ABSTRACT
The human amylin is a pancreatic peptide hormone cosecreted with amylin and found in hyperhormonemic state along with insulin in subclinical diabetes. Amylin has been associated with the pathology of type 2 diabetes, particularly due to its ability to assembly into toxic oligomers and amyloid speciments. On the other hand, some variants such as murine amylin has been described as non amyloidogenic, either in vitro or in vivo. Recent data have demonstrated the amyloid propensity of murine amylin and the therapeutic analogue pramlintide, suggesting a universality for amylin amyloidosis. Here we report the amyloidogenesis of murine amylin, which showed lower responsivity to the fluorescent probe thioflavin T compared to human amylin, but presented highly organized fibrilar amyloid material. The aggregation of murine amylin also resulted in the formation of cytotoxic specimens, as evaluated in vitro in INS-1 cells. The aggregation product from murine amylin was responsive to a specific antibody raised against amyloid oligomers, the A11 oligomer antibody. Pancreatic islets of swiss mice have also shown responsivity for the anti-oligomer, indicating the natural abundance of such specimen in rodents.
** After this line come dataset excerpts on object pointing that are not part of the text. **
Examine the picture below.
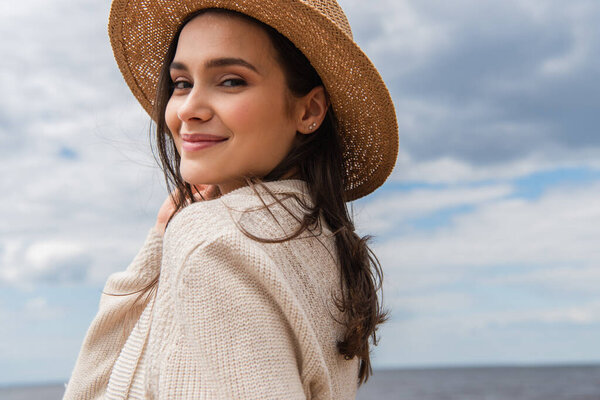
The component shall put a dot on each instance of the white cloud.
(558, 229)
(395, 210)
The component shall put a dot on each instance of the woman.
(268, 119)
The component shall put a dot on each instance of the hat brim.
(141, 30)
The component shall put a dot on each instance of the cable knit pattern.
(233, 318)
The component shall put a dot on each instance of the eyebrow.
(217, 62)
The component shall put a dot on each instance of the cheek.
(171, 118)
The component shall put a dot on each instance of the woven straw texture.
(141, 30)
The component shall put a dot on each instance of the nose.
(195, 108)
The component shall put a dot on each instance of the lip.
(199, 141)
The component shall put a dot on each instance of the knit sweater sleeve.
(242, 322)
(113, 322)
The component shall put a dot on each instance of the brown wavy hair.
(316, 159)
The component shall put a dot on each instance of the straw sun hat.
(141, 30)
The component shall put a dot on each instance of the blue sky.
(487, 230)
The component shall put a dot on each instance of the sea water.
(489, 383)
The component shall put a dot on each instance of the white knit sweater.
(233, 318)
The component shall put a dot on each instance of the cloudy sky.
(488, 229)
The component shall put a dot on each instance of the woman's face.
(231, 114)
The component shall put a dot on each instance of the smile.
(199, 141)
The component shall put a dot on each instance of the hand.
(168, 207)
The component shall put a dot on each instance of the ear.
(312, 110)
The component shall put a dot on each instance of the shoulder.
(269, 211)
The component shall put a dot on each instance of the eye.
(233, 82)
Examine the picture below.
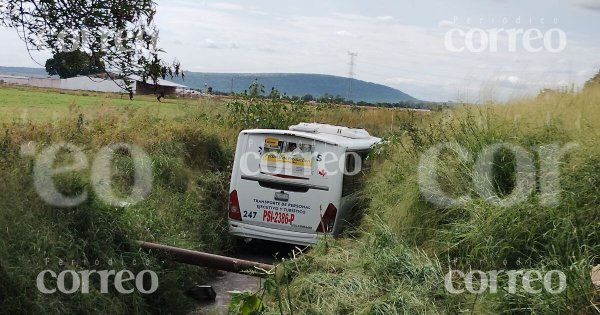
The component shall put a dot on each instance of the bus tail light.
(234, 207)
(327, 220)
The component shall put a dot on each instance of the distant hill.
(293, 84)
(297, 85)
(20, 71)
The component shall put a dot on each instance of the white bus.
(295, 185)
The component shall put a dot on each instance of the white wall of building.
(11, 79)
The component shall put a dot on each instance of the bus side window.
(349, 184)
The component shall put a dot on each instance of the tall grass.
(422, 240)
(185, 208)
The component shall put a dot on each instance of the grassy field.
(42, 105)
(190, 143)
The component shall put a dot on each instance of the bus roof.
(351, 144)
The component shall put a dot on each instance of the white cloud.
(226, 6)
(593, 5)
(345, 33)
(385, 18)
(211, 43)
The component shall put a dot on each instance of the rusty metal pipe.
(201, 259)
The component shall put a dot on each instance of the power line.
(351, 73)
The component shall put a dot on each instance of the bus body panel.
(284, 185)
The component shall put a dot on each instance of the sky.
(468, 50)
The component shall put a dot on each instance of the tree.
(256, 89)
(121, 32)
(74, 63)
(274, 94)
These data provide for the first time evidences for the toxic nature of oligomeric assemblies of murine amylin and its existence in non-transgenic mice.
Highlights
- Murine amylin forms oligomer species and amyloid fibrils in vitro
- The murine amylin aggregation product display cellular toxicity
- A11 anti-oligomer antibody recognizes murine amylin in vitro
- Non-transgenic mice display immunoresposivity to anti-oligomer in pancreatic islet
Introduction
The existence of amyloid deposits in pancreas has been known for over a century [1]. More recently, the nature of these depots in pancreas of diabetic human and cats were confirmed to be amylin aggregates [2, 3]. The lack of detectable amyloid material in some other animals possessing proline in specific positions of their amylin [4] raised a possible role of this imino acid in hampering the formation of amyloid assemblies, most likely due to the beta-disrupting character of prolines [5]. Such discovery prompted the development of the triple proline (Pro25,28,29) human amylin analogue known as pramlintide, which entered the pharmaceutical market in 2005 [6]. Formulated in acetate pH 4.0, pramlintide displays chemical and physico-chemical stability, although the intrinsic propensity for fast amyloid aggregation is still dominant in higher pH [7]. Murine amylin is also prone to amyloid aggregation in vitro [8, 9], which collectively suggest an universal feature of amylin analogues.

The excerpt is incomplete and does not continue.